I set a goal to exerise every day in December.  Even 5 minutes counted: the point was EVERY DAY.  And I was doing pretty well.  For the first week.  And then last week, I had a migraine every day.  Let me repeat: I HAD A MIGRAINE.  EVERY.  SINGLE.  DAMN.  DAY.  There was no exercise.  There was a lot of scotch and a lot of dark rooms and a lot of weeping into pillows, wishing that the pain would STOP, GODDAMMIT, just freakin’ STOP ALREADY. 

I also didn’t make a meal plan this week.  And normally that’s not a disaster, but when I have a migraine and I think that my eyeball might fall out any minute, I don’t make the best choices.  So I ate a lot of crap that I wouldn’t normally eat.  Whoops.

And the thing is, I know the headaches are psychosomatic.  I KNOW they are.  Why do I know this?  Because every time I start to make positive changes, something happens.  I get injured, I have a mental breakdown, I feel so tired that I can’t keep “real” food down – SOMETHING. 

I’m a seriously emotional eater, and I know that some part of me is terrified of letting that go – how will I deal with stress if I don’t eat (or drink)?  I mean, I know the answer INTELLECTUALLY, but on a gut level, I really can’t conceive of dealing with stress any other way.  Food and stress have always been wrapped together for me: whether starving or bingeing or drinking, it’s how I have always dealt with life.  And I’m not sure how I’ll deal with life if I change.  I mean, I know I WILL deal with it, and at some point the way that I deal with it will seem as easy as eating does now, but from this vantage point I can’t see it.  Does that make sense?

So this weekend I had to take a really good look at what I CAN control.  When I can’t exercise, I can control my food intake.  When my stomach is upset, I can eat Chinese soup (with garlic and ginger and bok choy) instead of noodles and butter.  When I’m exhausted and only feel like eating sugar because my body needs something to run on (and it hasn’t gotten any sleep), I can drink a glass of chocolate soy milk instead of that enormous Starbucks mocha. 

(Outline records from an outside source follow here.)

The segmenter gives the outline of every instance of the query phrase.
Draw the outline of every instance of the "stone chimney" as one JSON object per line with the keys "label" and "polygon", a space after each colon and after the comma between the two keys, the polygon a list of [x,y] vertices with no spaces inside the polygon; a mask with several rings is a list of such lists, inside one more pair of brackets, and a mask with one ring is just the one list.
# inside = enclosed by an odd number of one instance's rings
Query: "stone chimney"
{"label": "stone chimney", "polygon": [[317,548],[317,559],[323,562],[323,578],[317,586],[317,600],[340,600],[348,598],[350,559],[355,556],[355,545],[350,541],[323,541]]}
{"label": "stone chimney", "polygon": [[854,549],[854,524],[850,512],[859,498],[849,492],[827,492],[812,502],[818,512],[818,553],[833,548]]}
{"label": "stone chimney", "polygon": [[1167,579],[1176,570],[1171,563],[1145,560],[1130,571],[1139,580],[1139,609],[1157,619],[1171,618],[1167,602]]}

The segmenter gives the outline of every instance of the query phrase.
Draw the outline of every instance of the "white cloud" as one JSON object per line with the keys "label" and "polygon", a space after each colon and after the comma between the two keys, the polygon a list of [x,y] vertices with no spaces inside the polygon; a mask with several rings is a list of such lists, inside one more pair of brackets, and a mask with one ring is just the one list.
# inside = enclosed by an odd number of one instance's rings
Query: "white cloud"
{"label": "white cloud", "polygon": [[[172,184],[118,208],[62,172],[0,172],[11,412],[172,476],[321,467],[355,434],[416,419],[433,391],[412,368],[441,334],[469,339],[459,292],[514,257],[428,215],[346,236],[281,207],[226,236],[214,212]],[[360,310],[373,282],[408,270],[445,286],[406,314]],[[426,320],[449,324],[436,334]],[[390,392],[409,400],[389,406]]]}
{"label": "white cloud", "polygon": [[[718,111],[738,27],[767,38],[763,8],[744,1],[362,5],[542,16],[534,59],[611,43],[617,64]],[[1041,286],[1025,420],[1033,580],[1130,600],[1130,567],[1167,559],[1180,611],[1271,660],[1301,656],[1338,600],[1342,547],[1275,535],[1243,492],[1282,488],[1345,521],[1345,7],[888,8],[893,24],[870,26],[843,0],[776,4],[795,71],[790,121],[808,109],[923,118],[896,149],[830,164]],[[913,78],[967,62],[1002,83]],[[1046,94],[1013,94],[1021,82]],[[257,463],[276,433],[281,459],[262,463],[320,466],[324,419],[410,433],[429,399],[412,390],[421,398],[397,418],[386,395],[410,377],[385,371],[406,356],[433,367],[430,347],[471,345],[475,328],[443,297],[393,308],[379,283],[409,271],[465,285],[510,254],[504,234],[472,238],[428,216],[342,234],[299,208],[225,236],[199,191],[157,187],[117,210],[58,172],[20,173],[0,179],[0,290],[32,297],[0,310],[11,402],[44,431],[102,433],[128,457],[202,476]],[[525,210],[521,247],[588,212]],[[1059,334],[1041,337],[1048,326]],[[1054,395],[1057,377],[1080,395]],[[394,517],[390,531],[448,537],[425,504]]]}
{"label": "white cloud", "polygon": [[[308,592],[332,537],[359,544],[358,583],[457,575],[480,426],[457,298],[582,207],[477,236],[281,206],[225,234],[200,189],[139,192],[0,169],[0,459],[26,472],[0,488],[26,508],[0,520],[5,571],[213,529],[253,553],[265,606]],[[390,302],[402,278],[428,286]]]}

There are always small things I can do better, and I think at this point, that might BE the point.  Even if the small things seem TOO small, I think the point might be to send my psyche the message that I’m not stopping.  This is for real.  This is permanent.  I am changing and I will not be dissuaded, migraines be damned. 

But *cue the whining* I just wish it didn’t have to be so haaaaaard.  And I really wish it didn’t entail this Battle to the Death that seems to be going on.  (And I really, REALLY wish that said Battle didn’t feel the need to sacrifice my left eyeball for the cause.  I think I wish that most of all.)